For the crime of stealing bread, fourteen-year-old May receives a life sentence: she must become a Sin Eater—a shunned woman, brutally marked, whose fate is to hear the final confessions of the dying, eat ritual foods symbolizing their sins, and thereby shoulder their transgressions. When a deer heart appears on the coffin of a royal governess who did not confess to the dreadful sin it represents, the older Sin Eater refuses to eat it. She is taken to prison, tortured, and killed. To avenge her death, May must find out who placed the deer heart on the coffin and why.
... magnificent ... Campisi evokes a complex, vivid, barely alternate Elizabethan England. At some moments, history is in harmony with the novel; at other points, they depart one another’s company ... Campisi’s May is a phenomenal protagonist ... The affairs of that court are legendary, but stripped of the authority of history, they are revealed as impenetrable and deeply frightening ... This vision of Renaissance outsiders is exactly what historical fiction lovers have unknowingly craved. Sin Eater is Campisi’s first novel (she has had plays produced, but none have yet been published), and the only disappointment it offers is the absence of a massive body of work waiting for the reader to devour when this first book ends.

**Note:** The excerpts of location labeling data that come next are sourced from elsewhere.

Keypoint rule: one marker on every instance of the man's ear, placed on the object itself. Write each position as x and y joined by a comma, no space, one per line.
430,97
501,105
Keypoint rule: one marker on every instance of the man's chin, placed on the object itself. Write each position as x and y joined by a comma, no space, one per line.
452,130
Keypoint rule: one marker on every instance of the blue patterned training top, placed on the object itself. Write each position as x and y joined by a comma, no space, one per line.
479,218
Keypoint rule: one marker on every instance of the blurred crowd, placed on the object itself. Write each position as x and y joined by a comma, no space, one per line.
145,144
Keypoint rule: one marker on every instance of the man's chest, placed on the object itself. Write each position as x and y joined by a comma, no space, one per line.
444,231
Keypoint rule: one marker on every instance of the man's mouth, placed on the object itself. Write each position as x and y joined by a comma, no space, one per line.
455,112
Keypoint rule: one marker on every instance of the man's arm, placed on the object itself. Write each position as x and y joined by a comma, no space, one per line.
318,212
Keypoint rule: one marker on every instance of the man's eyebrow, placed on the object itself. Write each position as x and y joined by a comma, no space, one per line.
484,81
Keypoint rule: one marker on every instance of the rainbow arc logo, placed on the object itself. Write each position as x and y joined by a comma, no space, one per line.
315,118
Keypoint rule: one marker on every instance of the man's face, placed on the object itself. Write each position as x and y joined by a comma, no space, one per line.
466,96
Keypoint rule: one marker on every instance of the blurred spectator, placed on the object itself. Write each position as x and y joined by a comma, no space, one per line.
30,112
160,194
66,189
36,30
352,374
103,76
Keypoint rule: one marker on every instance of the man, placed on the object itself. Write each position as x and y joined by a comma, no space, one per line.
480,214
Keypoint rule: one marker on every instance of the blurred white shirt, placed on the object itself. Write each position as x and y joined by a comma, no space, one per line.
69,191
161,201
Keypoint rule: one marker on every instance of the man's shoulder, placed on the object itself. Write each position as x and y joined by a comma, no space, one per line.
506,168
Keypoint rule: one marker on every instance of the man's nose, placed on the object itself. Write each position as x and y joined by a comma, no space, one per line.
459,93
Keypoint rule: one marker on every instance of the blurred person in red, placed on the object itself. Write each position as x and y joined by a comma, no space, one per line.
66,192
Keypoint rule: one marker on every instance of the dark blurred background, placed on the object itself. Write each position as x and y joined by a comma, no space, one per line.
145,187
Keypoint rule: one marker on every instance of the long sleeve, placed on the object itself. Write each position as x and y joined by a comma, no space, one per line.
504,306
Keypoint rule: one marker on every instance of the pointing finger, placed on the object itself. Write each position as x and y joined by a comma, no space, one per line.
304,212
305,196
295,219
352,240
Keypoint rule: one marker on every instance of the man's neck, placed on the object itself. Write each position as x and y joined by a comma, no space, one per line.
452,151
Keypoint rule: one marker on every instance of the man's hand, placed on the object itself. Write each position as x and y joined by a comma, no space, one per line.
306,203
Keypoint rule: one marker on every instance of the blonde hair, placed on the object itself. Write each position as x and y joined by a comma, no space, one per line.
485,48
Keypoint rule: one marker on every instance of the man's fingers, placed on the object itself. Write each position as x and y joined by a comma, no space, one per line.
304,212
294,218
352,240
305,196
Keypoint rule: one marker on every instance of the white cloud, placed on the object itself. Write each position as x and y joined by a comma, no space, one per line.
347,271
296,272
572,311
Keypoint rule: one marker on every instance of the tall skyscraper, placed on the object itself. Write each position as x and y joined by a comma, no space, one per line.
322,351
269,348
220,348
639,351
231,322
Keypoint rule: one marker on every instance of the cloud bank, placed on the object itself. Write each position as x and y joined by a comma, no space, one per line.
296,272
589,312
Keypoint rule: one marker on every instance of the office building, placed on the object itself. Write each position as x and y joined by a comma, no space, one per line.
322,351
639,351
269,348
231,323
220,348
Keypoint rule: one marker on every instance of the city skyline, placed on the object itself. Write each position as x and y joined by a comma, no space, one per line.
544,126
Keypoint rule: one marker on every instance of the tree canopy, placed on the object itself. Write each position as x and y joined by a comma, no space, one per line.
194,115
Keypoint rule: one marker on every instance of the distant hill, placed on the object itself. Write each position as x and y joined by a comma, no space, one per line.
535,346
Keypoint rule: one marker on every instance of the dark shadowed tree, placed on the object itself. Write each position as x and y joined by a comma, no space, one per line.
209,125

Soon I became engrossed in this sumptuous Tudor banquet of a novel, savouring its charming, fairytale-like language and complex narrative. I have always been greedy for delicious writing and here it was, served up to me in generous helpings ... In addition to being enraptured with the sin eater, I fell in love with Campisi’s heroine. May is a wonderful character. Intelligent and embattled, she learns early how cruel a woman’s existence is, and we are invited inside her heart and mind in order to witness how she devises a way to transform herself from child-victim into mistress of her destiny ... a very physical novel, its centre the desiring, devouring, life-giving, murdering, and dying female body. I delighted in the woman’s viewpoint, as well as in the novel’s rich language.
... a fully fleshed work of speculative fiction, abundant with the fine details of Elizabethan life and, of course, food. May is a damaged and sympathetic heroine, at once intelligent and innocent. This is an opulently imagined debut, horrific and weirdly beautiful, filled with earnest feeling as well as cruelty. Set aside time to read this engrossing novel in one go.